Durante su exposición, la bióloga habló sobre los beneficios de estar en contacto con el mar y se reconoció “muy afortunada” por haber estado “con tiburones, con mantarrayas gigantes, con tortugas, delfines -todos encuentros orgánicos; estoy en contra de los encuentros forzados- con ballenas jorobadas a un metro de distancia, y compartir espacio, tiempo y contacto visual con estos seres maravillosos es algo que realmente no tiene explicación, es algo que se tiene que sentir y vivir”. En esa línea, mencionó estudios (como los contenidos en el libro Mente Azul, del biólogo marino Wallace J. Nichols) que hablan del bienestar que produce el contacto con el agua, no solo en el mar, sino en otros cuerpos de agua y también la lluvia.

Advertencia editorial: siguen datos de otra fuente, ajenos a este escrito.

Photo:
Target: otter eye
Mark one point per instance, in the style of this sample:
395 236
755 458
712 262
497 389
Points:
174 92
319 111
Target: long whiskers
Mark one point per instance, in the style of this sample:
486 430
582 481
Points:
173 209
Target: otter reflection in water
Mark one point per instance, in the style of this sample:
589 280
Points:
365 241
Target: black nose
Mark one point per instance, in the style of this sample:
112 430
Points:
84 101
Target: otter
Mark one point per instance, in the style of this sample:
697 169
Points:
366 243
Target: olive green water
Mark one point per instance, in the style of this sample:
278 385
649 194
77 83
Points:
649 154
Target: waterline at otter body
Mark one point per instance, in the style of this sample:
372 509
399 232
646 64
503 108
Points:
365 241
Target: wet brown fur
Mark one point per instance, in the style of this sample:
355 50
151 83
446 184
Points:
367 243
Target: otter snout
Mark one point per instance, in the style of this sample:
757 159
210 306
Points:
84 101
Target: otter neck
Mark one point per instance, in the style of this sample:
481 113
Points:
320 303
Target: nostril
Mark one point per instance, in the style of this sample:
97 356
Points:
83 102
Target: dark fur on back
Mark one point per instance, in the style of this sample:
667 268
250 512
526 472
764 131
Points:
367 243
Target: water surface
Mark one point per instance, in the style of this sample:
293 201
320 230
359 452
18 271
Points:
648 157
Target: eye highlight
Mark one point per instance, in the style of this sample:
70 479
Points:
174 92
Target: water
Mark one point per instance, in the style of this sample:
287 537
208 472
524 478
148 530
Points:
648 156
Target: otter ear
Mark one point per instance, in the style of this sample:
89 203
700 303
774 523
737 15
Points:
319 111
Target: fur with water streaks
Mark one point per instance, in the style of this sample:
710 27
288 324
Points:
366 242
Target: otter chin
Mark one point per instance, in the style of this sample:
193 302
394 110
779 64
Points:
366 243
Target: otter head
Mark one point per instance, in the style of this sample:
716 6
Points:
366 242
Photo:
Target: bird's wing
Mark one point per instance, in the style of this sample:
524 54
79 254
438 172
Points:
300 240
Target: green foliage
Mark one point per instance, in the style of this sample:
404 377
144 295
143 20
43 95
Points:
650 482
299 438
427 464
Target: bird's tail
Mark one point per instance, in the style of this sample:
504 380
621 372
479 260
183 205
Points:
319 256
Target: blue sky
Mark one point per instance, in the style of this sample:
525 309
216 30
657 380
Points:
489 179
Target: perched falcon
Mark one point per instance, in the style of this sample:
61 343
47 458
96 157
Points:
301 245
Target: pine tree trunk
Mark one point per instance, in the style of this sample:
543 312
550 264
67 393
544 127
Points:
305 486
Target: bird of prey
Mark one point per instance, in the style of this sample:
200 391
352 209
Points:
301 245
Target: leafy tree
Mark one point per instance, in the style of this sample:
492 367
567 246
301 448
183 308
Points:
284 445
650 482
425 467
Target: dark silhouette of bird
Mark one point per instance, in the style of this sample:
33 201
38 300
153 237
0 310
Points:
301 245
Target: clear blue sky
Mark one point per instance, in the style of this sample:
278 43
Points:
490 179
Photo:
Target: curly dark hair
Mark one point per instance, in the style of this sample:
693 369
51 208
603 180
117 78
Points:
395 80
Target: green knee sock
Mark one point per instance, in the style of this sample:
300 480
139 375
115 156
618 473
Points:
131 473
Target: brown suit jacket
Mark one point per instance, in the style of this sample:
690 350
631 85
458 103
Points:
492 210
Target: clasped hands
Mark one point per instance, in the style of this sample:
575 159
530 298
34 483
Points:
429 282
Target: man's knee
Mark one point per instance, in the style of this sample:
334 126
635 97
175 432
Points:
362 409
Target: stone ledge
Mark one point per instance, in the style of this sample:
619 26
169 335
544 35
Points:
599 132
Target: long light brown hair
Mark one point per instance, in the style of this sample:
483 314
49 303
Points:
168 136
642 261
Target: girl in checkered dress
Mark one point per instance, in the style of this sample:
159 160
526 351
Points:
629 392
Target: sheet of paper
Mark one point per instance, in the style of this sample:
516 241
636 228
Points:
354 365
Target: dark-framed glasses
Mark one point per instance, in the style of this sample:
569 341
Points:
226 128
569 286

Al finalizar, Daniela Hill citó a la abogada y activista iraní a Shirin Ebadi, premio Nobel de la Paz 2003, quien dijo que “para hacer cambios en el mundo primero necesitamos hacer cambios en uno mismo, en una misma. Entonces, los invito a reflexionar, ¿por qué seguimos destruyendo lo que nos hace bien?, ¿por qué seguimos esperando a que otros tomen la batuta o la iniciativa para poder cambiar el mundo y asumir todos estos desafíos ambientales que estamos enfrentando como humanidad?”.